Of course, Myers said it took some time and numerous drafts of songs to reach that point, describing early versions of tracks as angrier and more acidic. And while he allowed that there is a time and a place for these kinds of visceral, acerbic exorcisms, he knew going in that it wasn’t the kind of record he wanted to make at this moment.

Supporting this idea were the handful of older tracks that resurfaced as he worked, including “Wedding Dress,” which he wrote more than a decade ago, but which didn’t feel like it belonged until now. “I have a hard time trusting timing that I’m not in charge of, but sometimes it works out,” Myers said of the song, a more pop-oriented number he described as existing in the vein of Gram Parsons or Aaron Lee Tasjan.

As the album winds down, Myers delivers a pair of songs in “Too Broke to Love” and “Time Is Money” that could be interpreted in multiple ways. “I came in broke, I ain’t leaving that way,” Myers sings on the latter, leaving listeners to question if he means his bank account or his emotional state. A similar tug exists in the former, on which the musician repeatedly offers that he “ain’t too broke to love.”
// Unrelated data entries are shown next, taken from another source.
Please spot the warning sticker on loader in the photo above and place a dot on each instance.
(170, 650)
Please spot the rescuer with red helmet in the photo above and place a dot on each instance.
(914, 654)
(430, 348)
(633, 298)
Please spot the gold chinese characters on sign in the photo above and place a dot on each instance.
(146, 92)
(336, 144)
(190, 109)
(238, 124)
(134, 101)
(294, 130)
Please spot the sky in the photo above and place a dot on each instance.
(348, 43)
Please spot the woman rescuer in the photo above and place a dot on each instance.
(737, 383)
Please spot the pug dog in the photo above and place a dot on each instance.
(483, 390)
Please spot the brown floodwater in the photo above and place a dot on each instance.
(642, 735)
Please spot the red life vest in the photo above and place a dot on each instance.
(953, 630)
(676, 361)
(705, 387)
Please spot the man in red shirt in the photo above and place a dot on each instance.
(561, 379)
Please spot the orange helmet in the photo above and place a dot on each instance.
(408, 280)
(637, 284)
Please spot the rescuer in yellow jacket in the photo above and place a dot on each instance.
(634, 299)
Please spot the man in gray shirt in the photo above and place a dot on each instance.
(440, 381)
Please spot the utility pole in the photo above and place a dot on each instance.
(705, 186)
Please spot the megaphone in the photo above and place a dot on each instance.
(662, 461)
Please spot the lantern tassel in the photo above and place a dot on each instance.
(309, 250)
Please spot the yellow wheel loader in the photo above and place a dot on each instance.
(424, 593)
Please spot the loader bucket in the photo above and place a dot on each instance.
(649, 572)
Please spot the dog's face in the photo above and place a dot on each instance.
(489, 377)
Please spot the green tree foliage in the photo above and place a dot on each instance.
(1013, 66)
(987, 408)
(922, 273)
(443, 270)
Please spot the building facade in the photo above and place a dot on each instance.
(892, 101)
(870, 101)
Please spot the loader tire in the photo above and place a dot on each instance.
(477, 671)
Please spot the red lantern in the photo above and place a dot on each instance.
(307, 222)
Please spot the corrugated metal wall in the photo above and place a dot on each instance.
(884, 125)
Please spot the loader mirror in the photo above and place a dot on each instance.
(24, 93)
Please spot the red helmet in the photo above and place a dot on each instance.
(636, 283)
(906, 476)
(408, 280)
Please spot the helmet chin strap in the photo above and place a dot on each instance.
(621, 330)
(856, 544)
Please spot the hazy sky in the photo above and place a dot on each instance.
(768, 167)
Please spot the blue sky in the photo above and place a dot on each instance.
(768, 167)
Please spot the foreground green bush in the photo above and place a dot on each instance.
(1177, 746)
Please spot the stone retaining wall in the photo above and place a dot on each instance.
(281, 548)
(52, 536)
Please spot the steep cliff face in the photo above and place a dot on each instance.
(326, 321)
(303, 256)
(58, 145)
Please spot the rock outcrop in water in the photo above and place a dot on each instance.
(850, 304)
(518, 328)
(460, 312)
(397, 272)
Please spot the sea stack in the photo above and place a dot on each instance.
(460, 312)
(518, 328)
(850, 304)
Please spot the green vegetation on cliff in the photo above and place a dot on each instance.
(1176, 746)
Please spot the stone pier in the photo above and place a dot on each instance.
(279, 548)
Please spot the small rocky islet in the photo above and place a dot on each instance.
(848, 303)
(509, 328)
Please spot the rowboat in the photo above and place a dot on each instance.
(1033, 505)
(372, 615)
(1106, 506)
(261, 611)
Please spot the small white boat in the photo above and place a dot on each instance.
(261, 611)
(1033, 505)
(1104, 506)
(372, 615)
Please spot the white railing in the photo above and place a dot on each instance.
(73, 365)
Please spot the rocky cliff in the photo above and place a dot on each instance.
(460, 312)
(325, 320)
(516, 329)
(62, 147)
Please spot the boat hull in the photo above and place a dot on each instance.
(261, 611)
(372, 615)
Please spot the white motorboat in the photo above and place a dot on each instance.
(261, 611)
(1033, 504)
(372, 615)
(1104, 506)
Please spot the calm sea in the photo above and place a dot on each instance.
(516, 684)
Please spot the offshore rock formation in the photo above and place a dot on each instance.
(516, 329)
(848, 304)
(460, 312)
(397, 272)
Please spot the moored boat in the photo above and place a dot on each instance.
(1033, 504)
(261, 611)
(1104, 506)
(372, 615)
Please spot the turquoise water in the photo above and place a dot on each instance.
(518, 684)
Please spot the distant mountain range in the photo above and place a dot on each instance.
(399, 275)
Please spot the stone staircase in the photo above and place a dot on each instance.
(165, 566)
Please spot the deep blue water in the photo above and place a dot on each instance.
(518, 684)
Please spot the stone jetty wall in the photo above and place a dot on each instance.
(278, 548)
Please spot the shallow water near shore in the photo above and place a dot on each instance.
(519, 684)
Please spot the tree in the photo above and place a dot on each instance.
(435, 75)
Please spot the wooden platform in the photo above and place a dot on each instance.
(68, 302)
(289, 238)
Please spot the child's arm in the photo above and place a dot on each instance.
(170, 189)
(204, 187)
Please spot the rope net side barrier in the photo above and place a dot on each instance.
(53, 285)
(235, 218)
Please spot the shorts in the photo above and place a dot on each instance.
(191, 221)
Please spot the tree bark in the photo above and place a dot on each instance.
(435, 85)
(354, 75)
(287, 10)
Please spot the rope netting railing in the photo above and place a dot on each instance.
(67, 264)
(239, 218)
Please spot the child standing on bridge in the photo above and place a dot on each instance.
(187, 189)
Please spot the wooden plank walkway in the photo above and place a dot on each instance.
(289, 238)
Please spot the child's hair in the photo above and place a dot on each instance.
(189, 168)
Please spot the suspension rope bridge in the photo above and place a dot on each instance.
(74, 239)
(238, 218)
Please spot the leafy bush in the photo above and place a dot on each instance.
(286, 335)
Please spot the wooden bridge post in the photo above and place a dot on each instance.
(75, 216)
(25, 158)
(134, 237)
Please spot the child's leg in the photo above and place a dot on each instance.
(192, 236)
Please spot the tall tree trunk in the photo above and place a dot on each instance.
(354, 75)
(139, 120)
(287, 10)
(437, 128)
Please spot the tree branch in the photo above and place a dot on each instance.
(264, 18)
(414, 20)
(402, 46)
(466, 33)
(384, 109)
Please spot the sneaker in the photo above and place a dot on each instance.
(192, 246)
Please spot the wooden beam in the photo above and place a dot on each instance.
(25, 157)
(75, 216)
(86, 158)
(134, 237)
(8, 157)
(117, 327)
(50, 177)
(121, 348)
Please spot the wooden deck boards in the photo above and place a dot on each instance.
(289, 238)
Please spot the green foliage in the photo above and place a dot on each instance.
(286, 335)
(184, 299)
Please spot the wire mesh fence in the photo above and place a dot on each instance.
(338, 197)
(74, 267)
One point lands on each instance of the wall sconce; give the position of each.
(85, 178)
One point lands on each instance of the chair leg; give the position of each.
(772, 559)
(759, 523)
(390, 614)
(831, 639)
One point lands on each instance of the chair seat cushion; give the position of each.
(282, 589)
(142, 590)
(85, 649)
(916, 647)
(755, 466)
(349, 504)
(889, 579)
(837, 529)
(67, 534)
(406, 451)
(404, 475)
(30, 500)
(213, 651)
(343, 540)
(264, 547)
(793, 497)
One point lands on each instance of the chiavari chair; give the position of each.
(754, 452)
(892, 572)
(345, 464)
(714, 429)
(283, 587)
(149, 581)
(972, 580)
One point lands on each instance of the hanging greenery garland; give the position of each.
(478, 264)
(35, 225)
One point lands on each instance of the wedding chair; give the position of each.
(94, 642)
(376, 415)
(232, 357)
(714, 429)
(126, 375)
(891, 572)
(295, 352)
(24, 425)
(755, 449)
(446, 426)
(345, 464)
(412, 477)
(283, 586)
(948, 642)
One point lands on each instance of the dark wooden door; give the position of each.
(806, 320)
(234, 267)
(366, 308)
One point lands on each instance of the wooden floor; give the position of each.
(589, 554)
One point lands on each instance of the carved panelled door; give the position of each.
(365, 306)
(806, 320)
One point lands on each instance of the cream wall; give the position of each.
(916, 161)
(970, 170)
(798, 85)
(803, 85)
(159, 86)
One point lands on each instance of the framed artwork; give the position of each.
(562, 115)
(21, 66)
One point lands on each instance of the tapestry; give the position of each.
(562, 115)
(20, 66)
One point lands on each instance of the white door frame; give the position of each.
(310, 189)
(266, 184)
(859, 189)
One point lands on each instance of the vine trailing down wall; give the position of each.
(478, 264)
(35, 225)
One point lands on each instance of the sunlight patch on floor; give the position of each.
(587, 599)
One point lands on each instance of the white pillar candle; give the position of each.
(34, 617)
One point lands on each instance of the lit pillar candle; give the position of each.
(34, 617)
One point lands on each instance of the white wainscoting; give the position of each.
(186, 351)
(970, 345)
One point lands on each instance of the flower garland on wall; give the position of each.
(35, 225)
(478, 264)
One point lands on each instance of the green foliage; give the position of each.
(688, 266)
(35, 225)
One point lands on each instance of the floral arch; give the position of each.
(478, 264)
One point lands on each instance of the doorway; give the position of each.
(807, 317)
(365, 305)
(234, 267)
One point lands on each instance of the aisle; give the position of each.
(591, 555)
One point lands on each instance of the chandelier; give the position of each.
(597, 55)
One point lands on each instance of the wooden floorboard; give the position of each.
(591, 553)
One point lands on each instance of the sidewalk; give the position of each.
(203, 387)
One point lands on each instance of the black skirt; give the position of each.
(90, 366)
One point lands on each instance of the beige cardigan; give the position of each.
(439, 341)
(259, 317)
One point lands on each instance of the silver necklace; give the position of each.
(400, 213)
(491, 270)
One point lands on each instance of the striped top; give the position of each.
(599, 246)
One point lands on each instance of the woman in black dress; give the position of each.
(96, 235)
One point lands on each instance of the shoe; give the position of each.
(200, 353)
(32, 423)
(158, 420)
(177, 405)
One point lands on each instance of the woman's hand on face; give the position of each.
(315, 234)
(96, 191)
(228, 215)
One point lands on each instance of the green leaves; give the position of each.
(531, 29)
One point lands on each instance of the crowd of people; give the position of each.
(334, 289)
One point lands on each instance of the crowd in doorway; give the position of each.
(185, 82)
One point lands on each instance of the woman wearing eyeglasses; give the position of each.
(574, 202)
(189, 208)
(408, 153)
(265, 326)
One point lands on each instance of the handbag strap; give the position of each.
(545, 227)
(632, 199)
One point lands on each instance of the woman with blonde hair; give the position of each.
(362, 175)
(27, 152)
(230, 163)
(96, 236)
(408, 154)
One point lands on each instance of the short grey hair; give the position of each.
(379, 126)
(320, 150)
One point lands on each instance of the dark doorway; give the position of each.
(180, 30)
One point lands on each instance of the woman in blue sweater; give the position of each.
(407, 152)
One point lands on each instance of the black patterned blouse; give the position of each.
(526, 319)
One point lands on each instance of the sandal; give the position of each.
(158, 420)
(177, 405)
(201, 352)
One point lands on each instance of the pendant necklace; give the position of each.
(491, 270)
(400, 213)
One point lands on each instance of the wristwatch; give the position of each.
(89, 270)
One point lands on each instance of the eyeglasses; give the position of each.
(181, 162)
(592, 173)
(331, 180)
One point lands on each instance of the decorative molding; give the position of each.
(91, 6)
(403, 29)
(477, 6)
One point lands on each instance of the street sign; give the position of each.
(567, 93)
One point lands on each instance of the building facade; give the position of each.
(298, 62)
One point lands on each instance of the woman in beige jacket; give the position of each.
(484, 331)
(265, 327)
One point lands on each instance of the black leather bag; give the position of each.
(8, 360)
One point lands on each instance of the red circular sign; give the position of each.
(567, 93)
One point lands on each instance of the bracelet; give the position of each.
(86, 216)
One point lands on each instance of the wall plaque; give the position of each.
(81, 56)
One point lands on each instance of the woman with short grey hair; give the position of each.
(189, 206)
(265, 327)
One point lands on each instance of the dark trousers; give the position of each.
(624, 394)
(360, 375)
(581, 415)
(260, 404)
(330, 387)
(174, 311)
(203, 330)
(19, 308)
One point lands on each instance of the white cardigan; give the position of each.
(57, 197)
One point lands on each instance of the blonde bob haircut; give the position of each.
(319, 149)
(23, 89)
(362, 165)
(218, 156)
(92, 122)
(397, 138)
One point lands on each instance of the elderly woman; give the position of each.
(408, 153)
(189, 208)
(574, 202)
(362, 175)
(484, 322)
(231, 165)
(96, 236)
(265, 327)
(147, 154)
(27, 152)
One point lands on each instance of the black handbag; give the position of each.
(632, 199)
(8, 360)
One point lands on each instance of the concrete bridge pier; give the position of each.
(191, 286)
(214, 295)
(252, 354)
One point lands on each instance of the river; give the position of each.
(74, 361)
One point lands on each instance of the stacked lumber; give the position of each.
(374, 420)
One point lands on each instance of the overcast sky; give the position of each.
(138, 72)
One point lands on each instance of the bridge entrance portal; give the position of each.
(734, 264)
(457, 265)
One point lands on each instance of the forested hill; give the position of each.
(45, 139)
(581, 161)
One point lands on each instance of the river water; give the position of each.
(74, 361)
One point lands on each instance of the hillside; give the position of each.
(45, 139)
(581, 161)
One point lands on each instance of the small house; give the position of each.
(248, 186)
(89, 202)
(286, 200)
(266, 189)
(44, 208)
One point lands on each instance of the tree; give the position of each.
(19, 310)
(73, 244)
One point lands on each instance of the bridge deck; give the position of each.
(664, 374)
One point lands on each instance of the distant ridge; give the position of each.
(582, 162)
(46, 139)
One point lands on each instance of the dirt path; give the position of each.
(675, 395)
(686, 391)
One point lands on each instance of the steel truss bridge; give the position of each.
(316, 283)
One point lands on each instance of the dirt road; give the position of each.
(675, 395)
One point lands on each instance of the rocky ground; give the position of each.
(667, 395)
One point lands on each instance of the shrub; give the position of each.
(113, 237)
“With that one, yeah, I think it could go either way. But I wrote it the way you’re taking it, with the idea [of being emotionally fractured],” Myers said. “What I had in mind was making peace with the fact that I don’t have a perfect track record in relationships – in anything – but then trying to get to a place where you can say, ‘Well, all of those things are true about me, but what also is true is that I’m worthy of love, and I’m deserving of love.’ I mean, hell, it’s hard out here. Even if you’re broke, you still need love, too.”